Another question yet unanswered is what happens when initial domestication does not result in the development of an agricultural economy. Zhuang and Fuller usefully observe that such cases appear in their datasets but view these as “dead ends” that failed to persist “for long enough to lead to entrenched predomestication cultivation and ultimately domestication,” such as in the case of Houli. Such a perspective treats agriculture as an end state, but it might be more useful to consider that low-level food production making limited use of domesticates may in itself be a desirable end state rather than a failure or “dead end” on the way to agriculture (Marston 2017; Smith 2001). Further attention to the question of how such alternative outcomes of domestication arise is warranted.

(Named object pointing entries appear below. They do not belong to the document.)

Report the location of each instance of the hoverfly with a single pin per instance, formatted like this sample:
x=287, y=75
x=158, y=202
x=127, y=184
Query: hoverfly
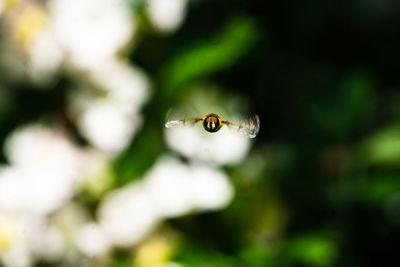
x=213, y=122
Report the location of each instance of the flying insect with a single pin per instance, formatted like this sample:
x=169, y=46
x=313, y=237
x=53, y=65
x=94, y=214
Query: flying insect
x=212, y=123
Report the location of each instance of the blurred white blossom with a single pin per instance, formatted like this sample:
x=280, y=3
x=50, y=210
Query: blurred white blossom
x=167, y=15
x=177, y=188
x=127, y=215
x=107, y=126
x=125, y=85
x=43, y=173
x=92, y=241
x=170, y=189
x=222, y=147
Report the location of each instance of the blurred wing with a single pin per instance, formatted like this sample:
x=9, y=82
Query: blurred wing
x=249, y=127
x=185, y=122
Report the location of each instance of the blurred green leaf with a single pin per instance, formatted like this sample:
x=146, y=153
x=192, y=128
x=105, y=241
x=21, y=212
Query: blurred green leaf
x=341, y=110
x=313, y=250
x=383, y=147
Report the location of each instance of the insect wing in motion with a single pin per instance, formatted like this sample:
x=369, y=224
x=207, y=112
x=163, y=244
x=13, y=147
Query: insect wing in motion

To do so, I suggest that alongside concepts of entanglement and niche construction, this discussion would benefit from the integration of broader concepts of ecological and cultural inheritance, which can prove advantageous in considering how and why certain agricultural trajectories arose. Legacy effects, the “persistent impact of ecological interactions” on a landscape that structure its current form (Cuddington 2011:203), are of particular value here, as they are more broadly in agricultural studies (Marston 2021). We can find legacy effects in this case study in growing human dependence on mosaics and ecotones that require fire or animal disturbance, land clearance of food-producing trees resulting in cultivated cereals shouldering a greater caloric burden, and shifting soil hydrology that favors specific plants over others. Similarly, it would be useful to conceptualize tipping points or thresholds (ecological or cultural) that lead to one outcome (e.g., agriculture) versus another (e.g., low-level food production) from an original landscape in which many agricultural opportunities are available (Marston 2015; Walker and Meyers 2004). Parallel structures of agricultural dependence may arise from such tipping points, which, if identified archaeologically, might help us to understand better why certain elements of domestication occurred when they did: for example, why did seed size change or animal size change when it did and not earlier? I suggest that such consideration will give us greater insights into the complexity of domestication and early food production.